Built (Saints of Denver, #1)

This big, tough man had given me the world and I couldn’t do anything with it. For once, it was my hands that were too cold, while my heart felt like it was burning up inside my chest. So many feelings. So much fear. It was all too much to grasp as I flailed around inside the torrent. I reached out for the only thing that seemed stable, that seemed rooted to the ground. I reached for him.

I curled my hands into his shirt, I pulled his mouth down to mine. I whispered to him that I wanted him to come inside with me one last time, and I did it all knowing Zebulon Fuller would be the first and last boy whom I ever kissed because I was changing, slipping and sliding into a person who wasn’t before or after but who was a confused and jumbled mess of both. He should have something better than that. I was half a woman lost in the horrors of the past and half a woman just now figuring out what she wanted and needed in a life that was her own. He deserved someone whole and so did his son.

He destroyed me with openness and stark honesty. I destroyed us by not having any space inside of myself. Even with the emotions I was purging and choking on leaving a hollow and empty space, I still couldn’t find room to hold all of those wonderful things he was trying to give me.





CHAPTER 14

Zeb

She kissed me good-bye and I followed her inside. This was one of those prime opportunities for me to practice thinking long and hard about the consequences of my actions before I dove recklessly into the deep end. Too bad I wasn’t going to stop and do anything other than fall even harder for her.

It was stupid. Probably even stupider than spending a night with Hyde’s mother when I was off balance and unhinged after two-plus years without an ounce of freedom. Both experiences would end up leaving forever marks on who I was and how I loved. I knew Sayer was going to break my heart and I was willingly letting her do it. She was as cold as she had ever been on the outside, her skin like ice everywhere we touched. On the inside she was an inferno, a raging storm of too many emotions, making her typically clear eyes cloudy and wild. Again I thought she was a tempest, a gale that was going to wreck me and ruin me, and I wanted her to lay me to waste.

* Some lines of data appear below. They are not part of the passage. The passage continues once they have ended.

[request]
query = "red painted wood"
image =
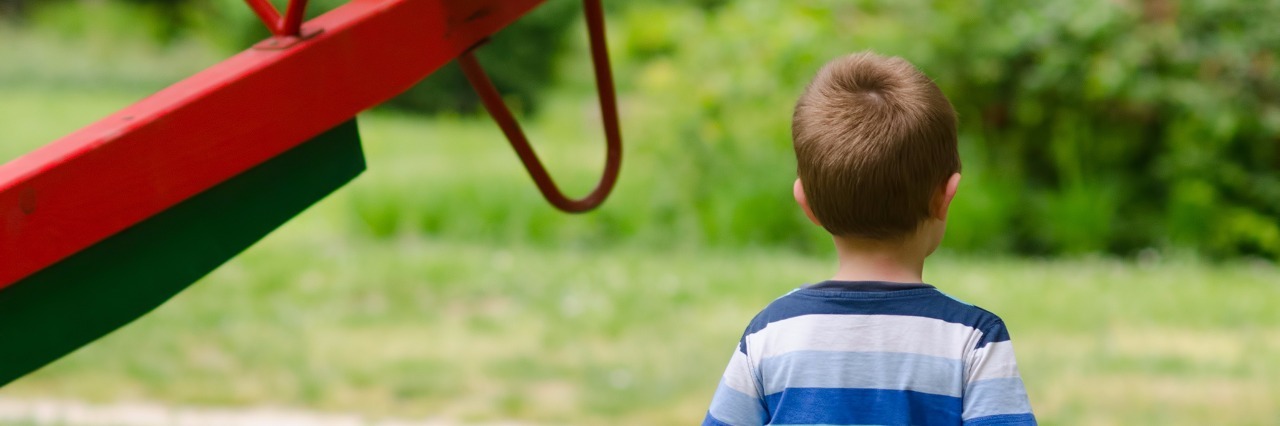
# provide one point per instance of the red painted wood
(188, 137)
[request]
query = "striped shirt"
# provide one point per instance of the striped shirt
(872, 353)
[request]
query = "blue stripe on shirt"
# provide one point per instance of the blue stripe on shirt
(840, 406)
(924, 302)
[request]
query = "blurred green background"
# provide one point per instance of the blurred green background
(1120, 209)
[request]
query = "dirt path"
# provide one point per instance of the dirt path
(77, 413)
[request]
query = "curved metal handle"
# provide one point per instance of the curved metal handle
(493, 102)
(288, 26)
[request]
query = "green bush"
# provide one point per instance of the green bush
(1092, 127)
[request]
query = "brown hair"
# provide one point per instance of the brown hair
(873, 138)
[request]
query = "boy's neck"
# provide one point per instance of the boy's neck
(864, 260)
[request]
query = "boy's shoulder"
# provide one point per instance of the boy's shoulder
(830, 301)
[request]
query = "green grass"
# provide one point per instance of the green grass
(439, 284)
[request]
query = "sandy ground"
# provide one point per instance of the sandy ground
(77, 413)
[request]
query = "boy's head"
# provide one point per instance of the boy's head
(874, 142)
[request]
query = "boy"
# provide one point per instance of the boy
(877, 161)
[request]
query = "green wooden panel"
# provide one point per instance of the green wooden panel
(101, 288)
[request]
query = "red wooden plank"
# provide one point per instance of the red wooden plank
(188, 137)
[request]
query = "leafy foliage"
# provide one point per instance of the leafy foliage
(1087, 127)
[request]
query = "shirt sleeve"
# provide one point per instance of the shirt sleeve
(993, 390)
(737, 398)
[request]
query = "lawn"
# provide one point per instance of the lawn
(398, 297)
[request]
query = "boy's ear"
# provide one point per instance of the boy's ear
(798, 191)
(942, 197)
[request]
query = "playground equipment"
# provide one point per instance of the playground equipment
(110, 221)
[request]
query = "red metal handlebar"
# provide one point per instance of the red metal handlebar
(288, 26)
(493, 102)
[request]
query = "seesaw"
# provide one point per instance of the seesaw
(108, 223)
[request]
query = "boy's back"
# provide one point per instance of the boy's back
(871, 353)
(877, 168)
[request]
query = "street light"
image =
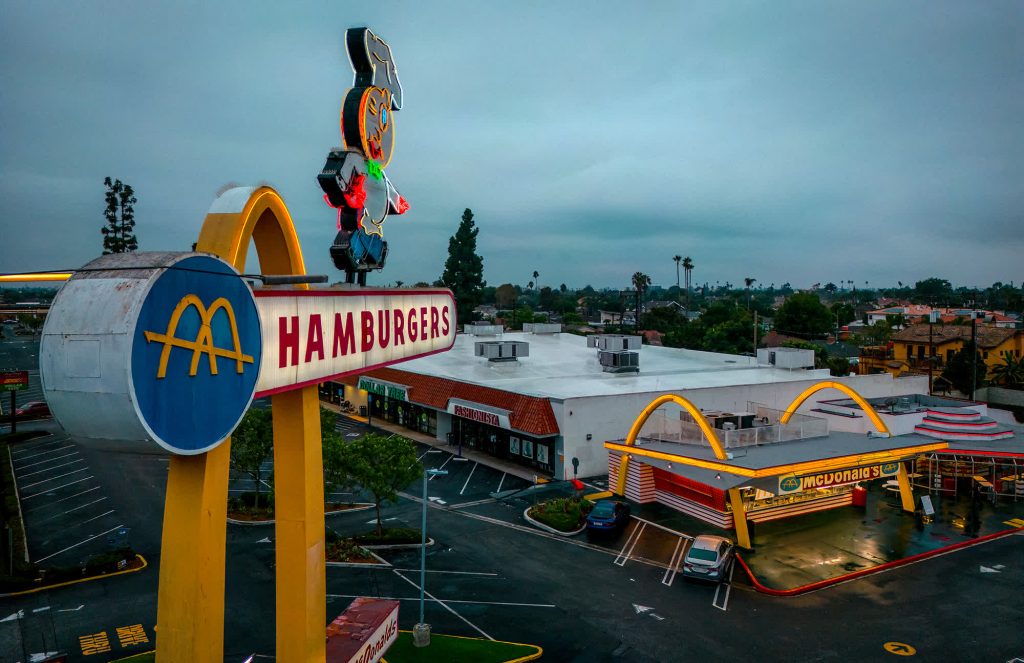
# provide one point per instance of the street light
(421, 632)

Everything I had ever felt for her, good, bad, uncertain, clean, and dirty, flared up into burning-hot points that wanted to pierce through my skin in order to get at her. She was going to completely melt for me now because there were no more icy walls holding me back from the very center of her. I’d done the hard work, made room for myself and my boy in her life, rearranged a space that was just mine; now it was up to her to figure out how to get rid of all that other junk so I could rightfully claim the rest of what was mine.

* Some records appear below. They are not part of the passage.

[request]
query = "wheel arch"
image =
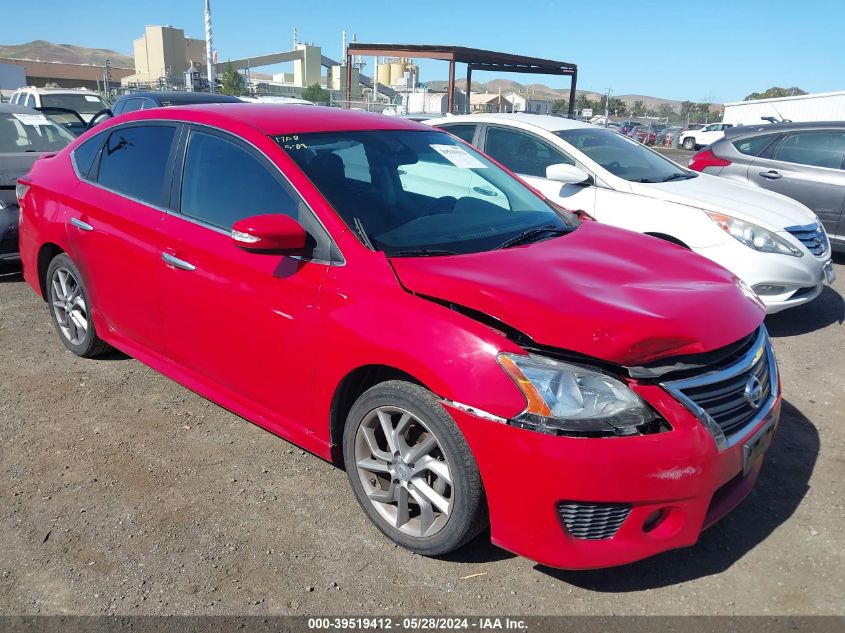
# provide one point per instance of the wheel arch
(349, 389)
(46, 253)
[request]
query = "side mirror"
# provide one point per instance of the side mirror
(567, 174)
(272, 232)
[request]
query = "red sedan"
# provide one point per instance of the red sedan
(386, 297)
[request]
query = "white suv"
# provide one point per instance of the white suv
(86, 102)
(693, 139)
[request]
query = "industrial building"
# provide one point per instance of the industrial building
(822, 106)
(58, 74)
(162, 55)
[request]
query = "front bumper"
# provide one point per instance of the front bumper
(803, 277)
(9, 250)
(679, 475)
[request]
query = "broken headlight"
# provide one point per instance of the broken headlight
(573, 400)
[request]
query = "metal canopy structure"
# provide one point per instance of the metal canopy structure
(474, 58)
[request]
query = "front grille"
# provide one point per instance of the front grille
(593, 521)
(731, 398)
(813, 237)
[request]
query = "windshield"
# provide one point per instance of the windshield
(82, 103)
(624, 157)
(25, 132)
(409, 192)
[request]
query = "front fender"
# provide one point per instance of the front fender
(372, 320)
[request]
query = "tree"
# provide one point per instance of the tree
(665, 111)
(232, 82)
(316, 94)
(775, 92)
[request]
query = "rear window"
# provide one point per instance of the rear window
(82, 103)
(25, 132)
(753, 146)
(816, 149)
(134, 162)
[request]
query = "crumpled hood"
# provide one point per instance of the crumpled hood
(768, 209)
(601, 291)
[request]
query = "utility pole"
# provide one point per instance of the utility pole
(208, 54)
(107, 78)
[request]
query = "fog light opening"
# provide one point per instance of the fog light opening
(654, 519)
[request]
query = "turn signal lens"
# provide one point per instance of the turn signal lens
(536, 404)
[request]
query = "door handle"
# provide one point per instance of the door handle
(82, 226)
(181, 264)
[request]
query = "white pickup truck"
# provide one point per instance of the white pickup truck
(693, 139)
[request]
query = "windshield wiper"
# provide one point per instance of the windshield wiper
(531, 235)
(421, 252)
(678, 176)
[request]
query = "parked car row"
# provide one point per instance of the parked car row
(805, 161)
(773, 243)
(416, 303)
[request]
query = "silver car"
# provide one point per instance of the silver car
(25, 136)
(805, 161)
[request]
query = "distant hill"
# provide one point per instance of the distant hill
(543, 90)
(44, 51)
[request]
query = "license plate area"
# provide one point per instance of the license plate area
(829, 272)
(756, 446)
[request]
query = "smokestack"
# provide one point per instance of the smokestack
(208, 50)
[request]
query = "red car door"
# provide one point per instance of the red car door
(242, 324)
(113, 220)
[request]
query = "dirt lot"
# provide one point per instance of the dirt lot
(125, 493)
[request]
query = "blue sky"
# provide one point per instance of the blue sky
(675, 49)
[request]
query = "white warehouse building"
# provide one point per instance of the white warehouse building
(822, 106)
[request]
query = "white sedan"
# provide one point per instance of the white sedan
(773, 243)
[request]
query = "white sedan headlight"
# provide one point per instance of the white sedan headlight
(573, 400)
(754, 236)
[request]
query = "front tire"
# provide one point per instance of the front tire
(70, 310)
(411, 469)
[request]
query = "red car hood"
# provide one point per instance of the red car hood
(600, 291)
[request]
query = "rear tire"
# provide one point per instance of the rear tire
(70, 309)
(412, 470)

I undid the buttons on my flannel as soon as her bedroom door was shut behind me. I would leave her in this house I had built just for her and I would leave as much of myself behind with her as I could, so even if she wanted to, she couldn’t forget me and couldn’t ignore what I knew we meant to one another.

I watched with heavy-lidded eyes as she pulled her blazer off and turned toward me as she peeled off the rest of her clothing. She was beautiful and this was all so tragic. I told myself to turn around and walk out before things got even more complicated and fucked up between the two of us. But then her shirt cleared her head, and her bra hit the floor, and her hands were suddenly under the T-shirt I had worn under the flannel in defense against the diving fall temperatures. Her touch was firm and far more direct than it typically was when she put her hands on me.

She liked to run her fingers over me, liked to explore and caress with a light touch. This felt more like she wanted to take something. Like she wanted to hold on to me even though she was the one pushing me away with both hands. Before I knew it, she had my pants undone and was shoving the denim and my boxers out of her way. Even if my head and my heart knew this was good-bye, my dick didn’t seem to care about the impending heartbreak. It eagerly fell into her waiting hands as she looked up at me with those tumultuous eyes. It wasn’t a pretty squall trapped in there. It was ugly and crashing. Beating against the inside of her in endless waves, and it almost killed me that this wasn’t something I had the skills or know-how to fix. There was no repairing Sayer Cole. She had to tear it all down and rebuild from scratch.